In both the edm-sight-send-apis and the edm-sight-receive-apis CloudRun:

• JWT are created using the /login api
• JWT are set to be 3600 seconds valid. In case, it is needed to invalidate the JWT token before the ending of 3600 seconds, it is possible to use the /logout api.
• Each time a JWT is used in an API, a validate_jwt function is used to check if the JWT is not present in the jwt table where the /logout api writes, once an users wants to log out before the end of the 3600 seconds. If the JWT is still valid, the request is elaborated.

Following Security requirements, a separated database to monitor access to and store Credentials and Roles for the APIs was implemented. The service chosen on GCP was Cloud SQL which manage relational data for MySQL, PostgreSQL, and SQL Server.

Monitoring access to the API. To monitor the access to the APIs a log table has been created on a MySQL DB, called edm-cloudmysql-instance. The following events are logged to the table:

• a) successful logins (log-in and out)
• b) failed login attempts
• c) violations of access restrictions
• d) creation or modification of user accounts

And for each logged event the following data are collected:

• a) time and date at which the event took place
• b) type of event
• c) IP address of the origin
• d) MSISDN of the origin
• e) user ID

MANUAL IMPLEMENTATION. Even though in dev and production environment the service was terraformed, in the pre-dev environment the following manual steps were required:

1. Created a MySQL instance manually using the user-interface (UI). The minimum required parameter to set are

   Name: edm-cloudmysql-instance Password: EDM-password! Config: Deployment Region: Europe-west1

2. Enable Cloud SQL admin API

3. Added -add-cloudsql-instances _INSTANCE_CONNECTION_NAME to yaml, where is _INSTANCE_CONNECTION_NAME is of the type project:region:instancename and is defined at the cloud build level.
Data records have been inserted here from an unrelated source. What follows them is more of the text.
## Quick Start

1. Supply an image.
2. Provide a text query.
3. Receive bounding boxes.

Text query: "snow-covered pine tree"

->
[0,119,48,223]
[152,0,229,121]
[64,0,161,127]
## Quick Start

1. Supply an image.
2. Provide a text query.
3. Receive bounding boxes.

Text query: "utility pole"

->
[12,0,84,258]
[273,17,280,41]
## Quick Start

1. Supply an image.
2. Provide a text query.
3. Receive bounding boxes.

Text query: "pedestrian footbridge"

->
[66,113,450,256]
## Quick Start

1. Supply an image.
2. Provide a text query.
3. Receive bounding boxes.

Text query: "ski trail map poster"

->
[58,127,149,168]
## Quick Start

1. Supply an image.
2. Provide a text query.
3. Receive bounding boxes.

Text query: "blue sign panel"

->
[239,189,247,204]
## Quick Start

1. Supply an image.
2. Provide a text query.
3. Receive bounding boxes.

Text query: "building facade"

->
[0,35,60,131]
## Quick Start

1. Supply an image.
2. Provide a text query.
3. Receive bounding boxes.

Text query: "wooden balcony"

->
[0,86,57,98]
Useful commands for the command line or SDK:

• set up the default project: gcloud config set project tst-nwp-live
• connect to DB instance using a specific user (you need to enter the associated password to the user to authenticate gcloud sql connect edm-cloudmysql-instance --user=root

Useful SQL commands for SQL console, after authentication [steps above]:

• create a new database in the Cloud SQL CREATE DATABASE `edm-db-workflows`;

• use an existing database in the Cloud SQL USE edm-db-workflows;

• create a table with schema in the USE database and CREATE TABLE user_auth_roles (id VARCHAR(50), username VARCHAR(15), password VARCHAR(150), type VARCHAR(250), creator VARCHAR(500), status VARCHAR(25));

• insert values into an existing table in the USE database INSERT INTO user_auth_roles VALUES("xxxxxxxxxx","edmusername", "$argon2id$v=19$m=102400,t=2,p=8$xxxxxxxxxxxxxxxxxxxxxxxxxxx", "root", "active");

Credentials and roles. The APIs usage was designed to have different levels of accessibility. As already mentioned, the usage of APIs was meant to be for the client as much as for externals (e-sight service). For this reason, the APIs required a authentication layer and the MySQL has been chosen as solution to stores the credentials for users that have to interact with the APIs and their roles in the user_auth_roles table.

ci-cd, cloud build trigger and yaml file. To use the mentioned service the yaml file required to have the --add-cloudsql-instances followed by the $_CLOUD_SQL_INSTANCE_CONNECTION_NAME to connect the Cloud Run to the MySQL instance23. The $_CLOUD_SQL_INSTANCE_CONNECTION_NAME is defined at the Cloud build trigger level and contains the connection name as follow project:region:instancename. The name of the connaction was added also to the environmental variables using the argument --set-env-vars.